Sunday, July 27, 2008

Illusions.

There must be something wrong with me. I can count on one hand the number of people who seem to care about me, the people who I can trust and turn to. My foundation was my family, but now I stand on ash. I thought I had more friends than that, trusted on it, leaned on it, but it showed itself as a false wall- paper thin and able to withstand...nothing.

Is it others or is it me? I'm easily turned against myself, so I assume it is something lacking in my character. I give too much, expect too much, receive too little.

I'll do what I can to find out what it is in me that drives others away.

In the meantime, I give up on everyone else. I'll wipe the slate clean, write down 5 names. 5 bricks for my wall. I need a big wall, so I'll need more bricks, but I'm going to triple check from now on just exactly what they are made from.

Saturday, July 05, 2008

It's Time to Start

Lazing each day away doing what everyone else thinks they want to do- sleeping when I want, waking when I want, gaming all day, not having to work.
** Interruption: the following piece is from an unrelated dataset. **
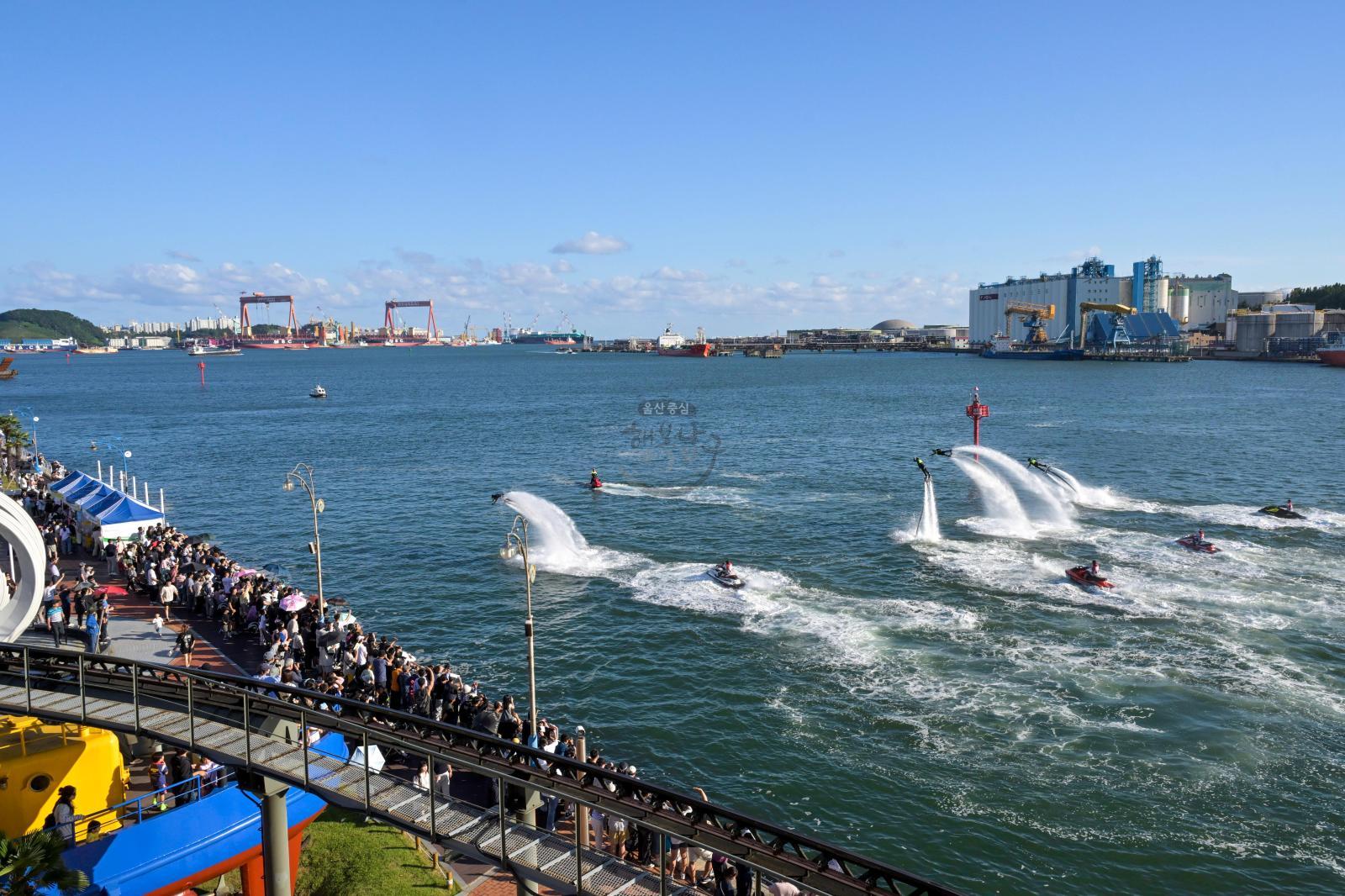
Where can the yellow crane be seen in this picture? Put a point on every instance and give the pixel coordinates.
(1033, 318)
Isn't this what a lot of people dream about ? But I feel myself getting more depressed each day.

Is this the american hubris? Being depressed for nothing when I have so much to be thankful for? But it's not that I'm not thankful. I don't think one has to do with another. I think about the women in africa who have to get their clits circumcised or the women living in the middle east who have no rights at all...and worse, don't even know they should want those rights (as judged by my american standards), and I am thankful I am living here with..well, relative freedom.
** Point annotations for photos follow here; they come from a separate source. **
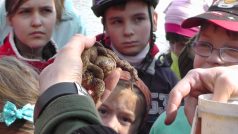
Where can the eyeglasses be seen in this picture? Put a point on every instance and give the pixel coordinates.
(205, 49)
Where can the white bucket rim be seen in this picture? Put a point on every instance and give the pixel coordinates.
(205, 104)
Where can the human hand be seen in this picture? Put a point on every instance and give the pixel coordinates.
(221, 81)
(67, 66)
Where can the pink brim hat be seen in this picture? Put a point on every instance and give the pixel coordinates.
(223, 13)
(175, 28)
(222, 19)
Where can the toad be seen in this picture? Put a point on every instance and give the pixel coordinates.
(98, 62)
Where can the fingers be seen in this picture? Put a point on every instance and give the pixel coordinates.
(225, 87)
(175, 97)
(182, 89)
(190, 107)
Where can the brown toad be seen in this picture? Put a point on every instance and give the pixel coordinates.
(98, 62)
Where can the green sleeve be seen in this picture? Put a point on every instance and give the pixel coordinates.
(66, 114)
(179, 126)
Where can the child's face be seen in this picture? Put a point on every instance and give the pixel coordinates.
(122, 111)
(33, 22)
(129, 27)
(219, 38)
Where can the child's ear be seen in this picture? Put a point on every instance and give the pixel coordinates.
(155, 20)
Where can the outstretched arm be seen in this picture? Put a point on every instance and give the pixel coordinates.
(221, 81)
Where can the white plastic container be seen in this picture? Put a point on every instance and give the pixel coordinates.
(216, 117)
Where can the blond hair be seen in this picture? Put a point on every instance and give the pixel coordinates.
(18, 84)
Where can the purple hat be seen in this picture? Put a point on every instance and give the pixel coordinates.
(179, 10)
(223, 13)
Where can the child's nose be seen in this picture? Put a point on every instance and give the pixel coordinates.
(215, 58)
(36, 20)
(128, 30)
(114, 124)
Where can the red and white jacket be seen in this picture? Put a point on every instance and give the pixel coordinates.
(8, 48)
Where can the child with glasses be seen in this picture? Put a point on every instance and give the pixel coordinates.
(215, 45)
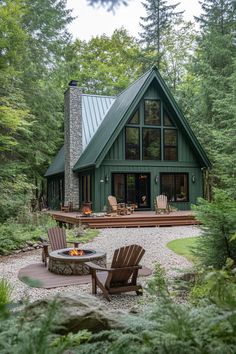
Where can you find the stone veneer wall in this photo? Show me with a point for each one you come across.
(73, 142)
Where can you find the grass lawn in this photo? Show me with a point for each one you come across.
(183, 246)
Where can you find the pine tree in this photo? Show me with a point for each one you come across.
(215, 107)
(159, 18)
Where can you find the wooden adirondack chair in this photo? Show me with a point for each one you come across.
(117, 208)
(57, 240)
(162, 204)
(122, 275)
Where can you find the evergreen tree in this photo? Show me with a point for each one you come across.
(215, 67)
(159, 18)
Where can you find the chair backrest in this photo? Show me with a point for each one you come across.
(126, 256)
(57, 238)
(161, 201)
(112, 202)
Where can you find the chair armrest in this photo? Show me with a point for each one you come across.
(126, 268)
(96, 267)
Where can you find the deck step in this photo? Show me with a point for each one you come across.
(134, 220)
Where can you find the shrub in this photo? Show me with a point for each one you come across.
(5, 292)
(218, 219)
(14, 235)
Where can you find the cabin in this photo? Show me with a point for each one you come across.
(134, 146)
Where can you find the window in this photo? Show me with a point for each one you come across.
(135, 118)
(132, 188)
(150, 134)
(132, 147)
(152, 112)
(175, 186)
(170, 144)
(86, 188)
(151, 144)
(167, 120)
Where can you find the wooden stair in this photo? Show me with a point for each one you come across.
(134, 220)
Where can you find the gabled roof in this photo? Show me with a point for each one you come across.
(94, 109)
(118, 114)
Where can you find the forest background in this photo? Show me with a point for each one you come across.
(38, 58)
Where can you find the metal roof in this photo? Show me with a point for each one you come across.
(120, 111)
(110, 124)
(104, 117)
(94, 109)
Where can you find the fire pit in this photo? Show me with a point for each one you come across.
(70, 261)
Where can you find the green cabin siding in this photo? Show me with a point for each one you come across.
(103, 188)
(115, 162)
(105, 153)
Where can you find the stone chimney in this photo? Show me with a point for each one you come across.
(73, 140)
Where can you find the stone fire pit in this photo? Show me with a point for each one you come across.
(60, 262)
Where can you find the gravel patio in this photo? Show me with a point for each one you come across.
(153, 240)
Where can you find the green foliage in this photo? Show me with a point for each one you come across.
(217, 286)
(103, 65)
(183, 247)
(218, 219)
(14, 236)
(15, 191)
(158, 286)
(25, 338)
(159, 19)
(5, 292)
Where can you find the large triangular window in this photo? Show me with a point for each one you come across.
(154, 136)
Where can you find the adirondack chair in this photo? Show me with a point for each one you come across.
(117, 208)
(57, 240)
(67, 207)
(162, 204)
(122, 275)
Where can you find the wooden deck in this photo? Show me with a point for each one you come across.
(137, 219)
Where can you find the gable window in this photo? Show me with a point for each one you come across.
(175, 186)
(151, 144)
(150, 133)
(132, 144)
(135, 118)
(152, 112)
(170, 144)
(167, 120)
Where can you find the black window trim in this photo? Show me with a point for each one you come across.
(154, 128)
(156, 100)
(171, 146)
(176, 173)
(133, 127)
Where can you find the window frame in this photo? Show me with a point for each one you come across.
(175, 194)
(160, 112)
(132, 126)
(86, 188)
(170, 146)
(151, 128)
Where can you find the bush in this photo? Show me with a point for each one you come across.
(14, 235)
(218, 223)
(14, 194)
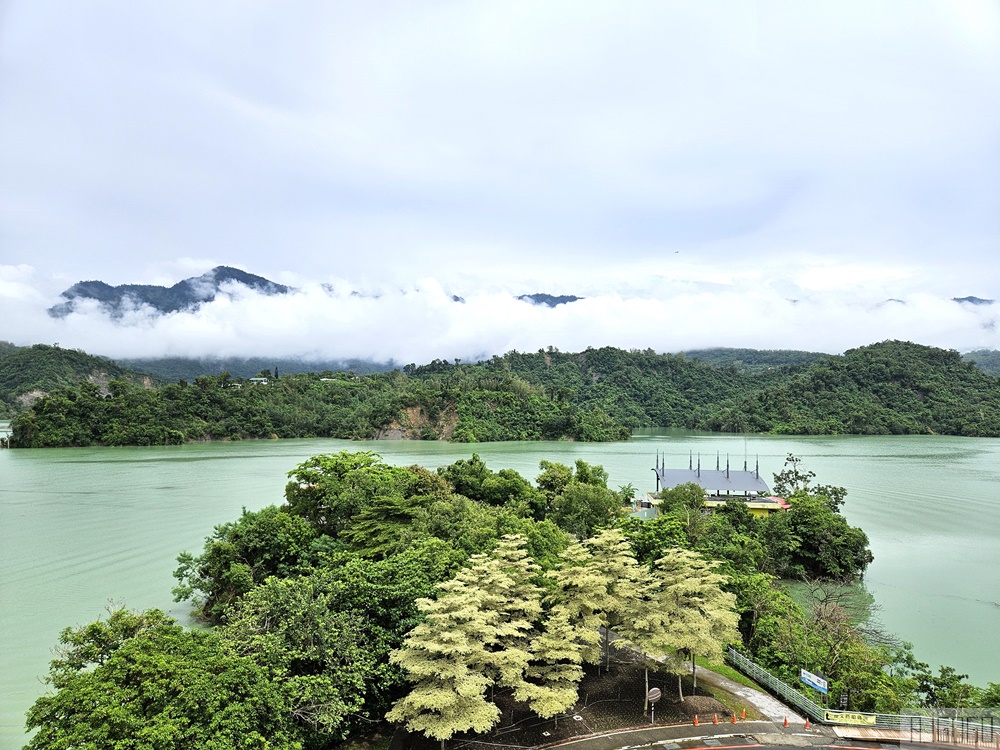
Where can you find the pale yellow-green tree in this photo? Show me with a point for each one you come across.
(447, 657)
(512, 604)
(476, 635)
(626, 582)
(553, 675)
(580, 598)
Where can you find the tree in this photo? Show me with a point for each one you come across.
(310, 643)
(512, 603)
(810, 540)
(329, 490)
(241, 555)
(554, 672)
(701, 615)
(141, 681)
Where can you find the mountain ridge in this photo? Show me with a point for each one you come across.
(184, 295)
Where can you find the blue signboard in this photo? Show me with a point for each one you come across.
(814, 680)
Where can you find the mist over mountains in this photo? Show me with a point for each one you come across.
(184, 295)
(230, 314)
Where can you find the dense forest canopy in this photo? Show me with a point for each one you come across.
(596, 395)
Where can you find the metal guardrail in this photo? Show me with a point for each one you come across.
(979, 731)
(778, 687)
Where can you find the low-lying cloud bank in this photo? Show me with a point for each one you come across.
(422, 322)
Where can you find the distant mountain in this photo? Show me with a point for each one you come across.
(184, 295)
(753, 360)
(549, 300)
(29, 372)
(173, 369)
(987, 360)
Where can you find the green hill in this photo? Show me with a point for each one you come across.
(893, 387)
(987, 360)
(599, 394)
(28, 372)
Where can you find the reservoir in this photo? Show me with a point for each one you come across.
(82, 528)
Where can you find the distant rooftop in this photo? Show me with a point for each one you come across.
(716, 481)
I'm depressed because I know if I were to die tomorrow, I know I would have left nothing to be remembered by. Nothing worthy at all, other than several decades worth of landfill.
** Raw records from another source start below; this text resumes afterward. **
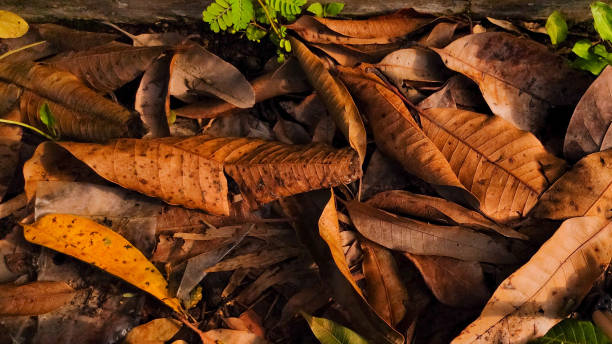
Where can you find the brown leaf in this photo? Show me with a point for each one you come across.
(400, 137)
(34, 298)
(385, 289)
(106, 68)
(550, 285)
(589, 128)
(335, 96)
(407, 235)
(437, 209)
(263, 170)
(454, 282)
(505, 168)
(196, 71)
(582, 191)
(153, 97)
(520, 79)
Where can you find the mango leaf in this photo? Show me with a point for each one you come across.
(556, 27)
(407, 235)
(520, 79)
(335, 96)
(156, 331)
(12, 25)
(602, 16)
(34, 298)
(589, 129)
(192, 171)
(549, 286)
(100, 246)
(107, 67)
(572, 331)
(329, 332)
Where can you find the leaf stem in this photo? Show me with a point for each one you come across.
(11, 52)
(8, 121)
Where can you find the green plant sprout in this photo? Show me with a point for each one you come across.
(263, 18)
(592, 56)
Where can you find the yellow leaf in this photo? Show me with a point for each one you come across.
(12, 25)
(102, 247)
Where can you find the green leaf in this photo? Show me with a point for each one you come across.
(572, 331)
(333, 9)
(602, 15)
(316, 9)
(329, 332)
(556, 27)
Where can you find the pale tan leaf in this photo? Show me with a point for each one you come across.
(34, 298)
(550, 285)
(507, 169)
(407, 235)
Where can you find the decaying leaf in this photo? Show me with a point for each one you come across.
(454, 282)
(385, 290)
(567, 197)
(438, 210)
(589, 129)
(550, 285)
(102, 247)
(505, 168)
(407, 235)
(107, 67)
(400, 137)
(156, 331)
(34, 298)
(336, 97)
(264, 171)
(520, 79)
(195, 71)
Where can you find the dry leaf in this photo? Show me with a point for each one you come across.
(106, 68)
(102, 247)
(400, 137)
(505, 168)
(454, 282)
(520, 79)
(589, 128)
(582, 191)
(264, 171)
(196, 71)
(438, 210)
(385, 290)
(407, 235)
(156, 331)
(335, 96)
(550, 285)
(34, 298)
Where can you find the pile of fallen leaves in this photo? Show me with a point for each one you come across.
(400, 179)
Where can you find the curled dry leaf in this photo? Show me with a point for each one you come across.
(567, 197)
(335, 96)
(34, 298)
(400, 137)
(107, 67)
(80, 112)
(385, 290)
(100, 246)
(550, 285)
(437, 209)
(520, 79)
(505, 168)
(589, 129)
(196, 71)
(156, 331)
(191, 171)
(407, 235)
(454, 282)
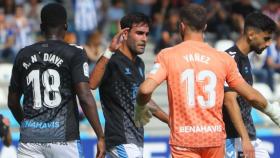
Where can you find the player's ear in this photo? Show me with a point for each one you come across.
(125, 34)
(250, 34)
(182, 27)
(205, 27)
(65, 27)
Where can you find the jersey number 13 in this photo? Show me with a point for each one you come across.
(192, 80)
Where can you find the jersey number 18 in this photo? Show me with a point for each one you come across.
(51, 82)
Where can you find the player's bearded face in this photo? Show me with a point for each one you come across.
(137, 38)
(261, 42)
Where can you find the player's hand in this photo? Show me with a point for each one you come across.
(273, 111)
(118, 39)
(101, 149)
(6, 121)
(142, 115)
(248, 149)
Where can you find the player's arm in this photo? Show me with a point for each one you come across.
(142, 112)
(233, 109)
(88, 105)
(100, 67)
(14, 105)
(15, 93)
(259, 102)
(237, 83)
(7, 139)
(158, 112)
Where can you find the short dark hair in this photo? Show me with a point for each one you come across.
(260, 22)
(53, 15)
(134, 18)
(194, 15)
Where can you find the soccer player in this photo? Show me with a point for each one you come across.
(49, 74)
(257, 36)
(5, 133)
(118, 76)
(195, 74)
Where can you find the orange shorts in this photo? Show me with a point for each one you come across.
(207, 152)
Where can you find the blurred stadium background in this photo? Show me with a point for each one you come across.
(92, 23)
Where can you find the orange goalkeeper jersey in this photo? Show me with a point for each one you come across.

And I know there is something wrong in me that seems to drive people away. Shouldn't I have more friends by now? By whose standards I don't know but by estimation of my age group. I should have a house and be driving a car and have some kind of 9 to 5 and 2.5 kids by now. Should...the most hopeless word in the english language.

If I'm not going to be living the life I choose (housewife and artist) then I need to start living the life that will be most useful to my current situation. But getting some job waiting tables or working in retail...I know if I do it now, it'll be the kind of thing I'll be stuck doing for the rest of my life. And that's depressing enough to have me screaming away and living like a bum in the street.

So it's time to start...start at least trying to do what I want to do while I have the opportunity. Tomorrow when I wake up...I am maid and artist for 8 hrs. Just like a real job. Because in the end, that's exactly what I want to be.